Picking the right creative partner to provide perspective can require a leap of faith. But the risk will be worth it if you give the thumbs up to a team who can point to the business results of their work.
B2C tends to be mass-market and, as a result, marketers need to invest in ‘one- to-many’ activities and campaigns, such as advertising. B2B businesses that maintain a narrow view of brand often assume brand building is the same as advertising – notoriously expensive and inefficient.
Agency fees can be hard for marketers to justify, especially if they only cover short-term campaigns and one-off events. The best investments in B2B branding are long-term – bringing analytical and creative talent to define vision, distil a unique proposition and develop a distinctive visual identity that ensures that all stakeholder touch points are compelling and coherent.
But the creative services industry doesn’t do a great job of branding itself. Clients are confused by the language agencies use to describe their services and skills. And few agencies have grasped the importance of helping B2B clients develop any sort of business case for brand investment.
Putting the value of brand on the balance sheet is a complex calculation, but proving the return on investment of brand marketing and its effect on the sales pipeline is quite easy to demonstrate. You just need a level-headed commitment to measure the outcomes of brand positioning and personality, and to assess which aspects of brand marketing actually make a difference to reputation.
While branding is usually linked to success with prospective customers, let’s not forget the impact of brand on the internal stakeholders. Providing a clear focus and a well-articulated brand promise gives everyone a real sense of direction and purpose. It energises efforts, motivates supply chain and helps staff invest in the right opportunities.
When Haden Building Management rebranded to become Balfour Beatty WorkPlace, the brand’s central idea, ‘Freedom to perform’, helped to drive a complete rethink of the company’s leadership framework, eliminating layers of complexity. This created the autonomy staff needed for mission-critical service delivery and has been fundamental in winning major multi-million pound bids.
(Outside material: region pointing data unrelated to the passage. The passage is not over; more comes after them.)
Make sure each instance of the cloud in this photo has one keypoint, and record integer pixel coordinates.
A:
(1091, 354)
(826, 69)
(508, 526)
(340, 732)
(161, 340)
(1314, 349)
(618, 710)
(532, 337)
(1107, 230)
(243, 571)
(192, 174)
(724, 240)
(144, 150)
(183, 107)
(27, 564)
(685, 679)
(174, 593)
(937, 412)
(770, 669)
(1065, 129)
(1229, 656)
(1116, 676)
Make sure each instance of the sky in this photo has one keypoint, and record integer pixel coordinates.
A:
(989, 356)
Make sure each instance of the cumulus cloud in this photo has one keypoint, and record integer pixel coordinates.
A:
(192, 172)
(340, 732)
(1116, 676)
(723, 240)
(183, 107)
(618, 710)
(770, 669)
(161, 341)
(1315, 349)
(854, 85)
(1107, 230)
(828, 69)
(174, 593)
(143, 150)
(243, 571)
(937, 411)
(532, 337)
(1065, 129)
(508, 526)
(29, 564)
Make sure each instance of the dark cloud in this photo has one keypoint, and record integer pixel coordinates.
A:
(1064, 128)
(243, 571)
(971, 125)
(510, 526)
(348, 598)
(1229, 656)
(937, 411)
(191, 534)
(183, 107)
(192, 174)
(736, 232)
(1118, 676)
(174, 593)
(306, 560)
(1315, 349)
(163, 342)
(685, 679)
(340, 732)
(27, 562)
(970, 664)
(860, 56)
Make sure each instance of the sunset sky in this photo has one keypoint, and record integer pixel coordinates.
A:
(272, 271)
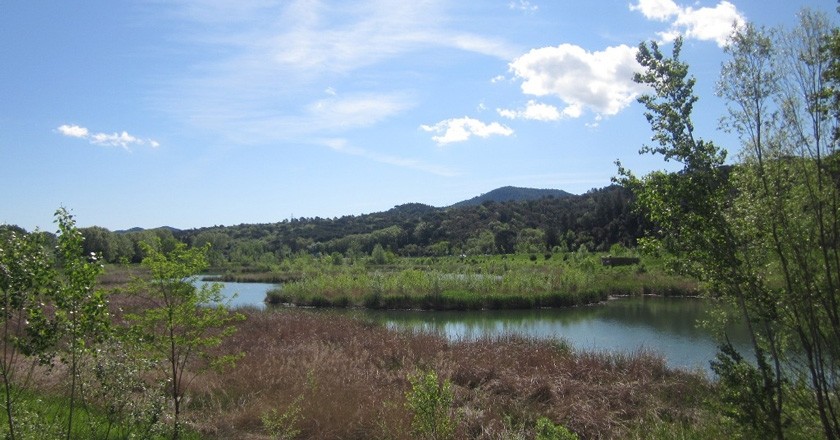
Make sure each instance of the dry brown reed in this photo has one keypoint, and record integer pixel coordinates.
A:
(347, 379)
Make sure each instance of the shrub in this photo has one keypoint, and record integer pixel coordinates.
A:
(430, 403)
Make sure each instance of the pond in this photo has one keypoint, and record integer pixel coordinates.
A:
(667, 326)
(246, 294)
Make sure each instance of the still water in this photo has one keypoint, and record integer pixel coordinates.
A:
(667, 326)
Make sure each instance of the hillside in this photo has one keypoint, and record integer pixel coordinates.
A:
(512, 194)
(504, 221)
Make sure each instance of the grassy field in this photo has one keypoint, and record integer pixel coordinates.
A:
(315, 374)
(471, 283)
(330, 376)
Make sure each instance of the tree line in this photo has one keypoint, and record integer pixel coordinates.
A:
(594, 221)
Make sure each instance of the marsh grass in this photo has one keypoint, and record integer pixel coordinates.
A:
(355, 375)
(491, 283)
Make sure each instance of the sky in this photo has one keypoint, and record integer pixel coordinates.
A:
(198, 113)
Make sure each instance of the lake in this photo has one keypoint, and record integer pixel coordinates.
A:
(667, 326)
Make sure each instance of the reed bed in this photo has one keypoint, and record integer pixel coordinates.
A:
(491, 284)
(340, 377)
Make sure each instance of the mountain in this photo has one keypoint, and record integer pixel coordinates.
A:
(513, 194)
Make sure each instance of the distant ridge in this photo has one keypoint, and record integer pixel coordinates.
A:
(512, 193)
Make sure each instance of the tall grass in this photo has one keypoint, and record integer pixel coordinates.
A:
(491, 283)
(355, 375)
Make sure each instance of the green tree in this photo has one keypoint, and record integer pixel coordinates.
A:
(765, 235)
(183, 323)
(430, 403)
(81, 311)
(26, 275)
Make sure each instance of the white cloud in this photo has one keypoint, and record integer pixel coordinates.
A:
(537, 111)
(598, 81)
(523, 5)
(706, 23)
(263, 63)
(461, 129)
(73, 131)
(122, 140)
(660, 10)
(358, 110)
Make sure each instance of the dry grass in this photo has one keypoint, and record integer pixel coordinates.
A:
(352, 377)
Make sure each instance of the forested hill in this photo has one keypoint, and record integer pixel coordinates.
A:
(557, 222)
(512, 194)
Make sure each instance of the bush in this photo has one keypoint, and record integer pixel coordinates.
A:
(430, 403)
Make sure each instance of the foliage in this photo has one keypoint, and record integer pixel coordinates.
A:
(283, 425)
(183, 323)
(547, 430)
(81, 311)
(25, 277)
(763, 234)
(430, 404)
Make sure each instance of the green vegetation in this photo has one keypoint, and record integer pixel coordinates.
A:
(181, 323)
(430, 404)
(763, 234)
(72, 366)
(474, 283)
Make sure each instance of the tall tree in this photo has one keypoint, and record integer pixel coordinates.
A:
(765, 235)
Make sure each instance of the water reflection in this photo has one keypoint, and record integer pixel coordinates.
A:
(667, 326)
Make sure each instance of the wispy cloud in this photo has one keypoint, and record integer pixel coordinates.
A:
(462, 129)
(342, 146)
(122, 139)
(600, 81)
(538, 111)
(707, 23)
(266, 67)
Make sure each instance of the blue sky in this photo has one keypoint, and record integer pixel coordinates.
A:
(207, 112)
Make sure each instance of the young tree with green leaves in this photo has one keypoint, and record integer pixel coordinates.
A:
(80, 310)
(26, 275)
(182, 323)
(764, 235)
Eighteen months post-rebrand, Balfour Beatty WorkPlace saw a 41% increase in revenue, a 33% rise in average annual value of orders, bid teams became 2.5 times more productive, tender conversion rates soared from 25% to 50%, and the average value of orders per person rocketed by 565%. Although the rebrand can’t be fully attributed to all this success, its role is unquestionable, especially since there was no additional marketing spend to support the relaunch.
As a result of the five factors we’ve identified, B2B brand management tends to be a highly operational and downstream task. The notion that ‘brand is fluff’ becomes a self-fulfilling prophecy. What can break this cycle? There are two possibilities: strategy and vanity.
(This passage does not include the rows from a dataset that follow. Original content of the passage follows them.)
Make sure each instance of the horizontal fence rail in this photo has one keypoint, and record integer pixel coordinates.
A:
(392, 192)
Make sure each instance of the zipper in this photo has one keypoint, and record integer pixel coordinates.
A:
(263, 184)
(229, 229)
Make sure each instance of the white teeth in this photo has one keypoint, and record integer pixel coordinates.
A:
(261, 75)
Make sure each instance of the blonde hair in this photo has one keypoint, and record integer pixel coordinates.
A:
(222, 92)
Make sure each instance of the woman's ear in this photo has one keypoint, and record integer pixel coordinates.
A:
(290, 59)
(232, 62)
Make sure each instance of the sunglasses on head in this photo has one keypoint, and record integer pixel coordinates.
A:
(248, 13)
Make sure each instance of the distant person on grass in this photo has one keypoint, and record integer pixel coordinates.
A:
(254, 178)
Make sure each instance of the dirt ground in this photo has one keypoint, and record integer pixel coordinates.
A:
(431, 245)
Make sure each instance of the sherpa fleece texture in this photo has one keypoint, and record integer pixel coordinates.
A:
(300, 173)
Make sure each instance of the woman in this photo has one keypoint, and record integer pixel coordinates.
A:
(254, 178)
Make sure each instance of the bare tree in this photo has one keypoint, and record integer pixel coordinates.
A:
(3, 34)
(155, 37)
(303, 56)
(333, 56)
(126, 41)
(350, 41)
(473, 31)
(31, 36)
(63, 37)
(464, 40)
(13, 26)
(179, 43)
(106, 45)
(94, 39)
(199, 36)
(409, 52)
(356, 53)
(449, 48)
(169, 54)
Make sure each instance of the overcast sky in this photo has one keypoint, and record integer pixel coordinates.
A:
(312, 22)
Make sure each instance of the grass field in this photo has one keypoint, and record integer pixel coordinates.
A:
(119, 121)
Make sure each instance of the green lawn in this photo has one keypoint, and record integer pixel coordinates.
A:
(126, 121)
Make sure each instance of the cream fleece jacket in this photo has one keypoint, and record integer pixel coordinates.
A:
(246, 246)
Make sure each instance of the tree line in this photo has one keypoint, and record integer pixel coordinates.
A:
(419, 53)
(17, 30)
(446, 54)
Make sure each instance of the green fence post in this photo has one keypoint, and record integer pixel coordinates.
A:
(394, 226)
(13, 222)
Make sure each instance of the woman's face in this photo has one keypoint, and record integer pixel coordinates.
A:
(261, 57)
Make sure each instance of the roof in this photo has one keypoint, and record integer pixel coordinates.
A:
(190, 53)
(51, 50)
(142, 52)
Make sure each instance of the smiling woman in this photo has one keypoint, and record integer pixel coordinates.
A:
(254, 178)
The strategic ‘lightbulb moment’ is often switched on when a B2B company realises that its brand is locking it out of sales opportunities. Failing to make a supplier shortlist or win a tender is the catalyst to a leadership team’s realisation that having a distinctive and compelling brand really does matter, because reputation is either an asset or an anchor.
Vanity is another driver to reappraise the role and value of brand. Many leadership teams become frustrated that they – and their companies – are not better known and more highly esteemed. They want to be famous because they intuitively know that being talked about is the most effective of all marketing strategies.
It’s true that the penny must drop at the highest levels of an organisation that brand is about strategy, not about spin, to make meaningful change. But professional B2B marketers still owe it to themselves and to their colleagues to keep plugging away about the importance of bringing brand into the heart of the organisation. Because companies that do this outperform their rivals and connect better with customers. They do things better, and they do things differently.